On Thu, Jun 24, 2021 at 03:40:21PM +0100, Mark Rutland wrote:
> Hi Madhavan,
> 
> On Wed, May 26, 2021 at 04:49:16PM -0500, madvenka@...ux.microsoft.com wrote:
> > From: "Madhavan T. Venkataraman" <madvenka@...ux.microsoft.com>
> > 
> > The unwinder should check for the presence of various features and
> > conditions that can render the stack trace unreliable and mark the
> > the stack trace as unreliable for the benefit of the caller.
> > 
> > Introduce the first reliability check - If a return PC is not a valid
> > kernel text address, consider the stack trace unreliable.
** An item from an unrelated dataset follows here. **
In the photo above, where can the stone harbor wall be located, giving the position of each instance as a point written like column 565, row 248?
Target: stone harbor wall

It could be
> > some generated code.
> > 
> > Other reliability checks will be added in the future.
> > 
> > Signed-off-by: Madhavan T. Venkataraman <madvenka@...ux.microsoft.com>
> 
> At a high-level, I'm on-board with keeping track of this per unwind
> step, but if we do that then I want to be abel to use this during
> regular unwinds (e.g. so that we can have a backtrace idicate when a
> step is not reliable, like x86 does with '?'), and to do that we need to
> be a little more accurate.

On x86, the '?' entries don't come from the unwinder's determination of
whether a frame is reliable.  (And the x86 unwinder doesn't track
reliable-ness on a per-frame basis anyway; it keeps a per-unwind global
error state.)

The stack dumping code blindly scans the stack for kernel text
addresses, in lockstep with calls to the unwinder.  Any text addresses
which aren't also reported by the unwinder are prepended with '?'.

The point is two-fold:

  a) failsafe in case the unwinder fails or skips a frame;

  b) showing of breadcrumbs from previous execution contexts which can
     help the debugging of more difficult scenarios.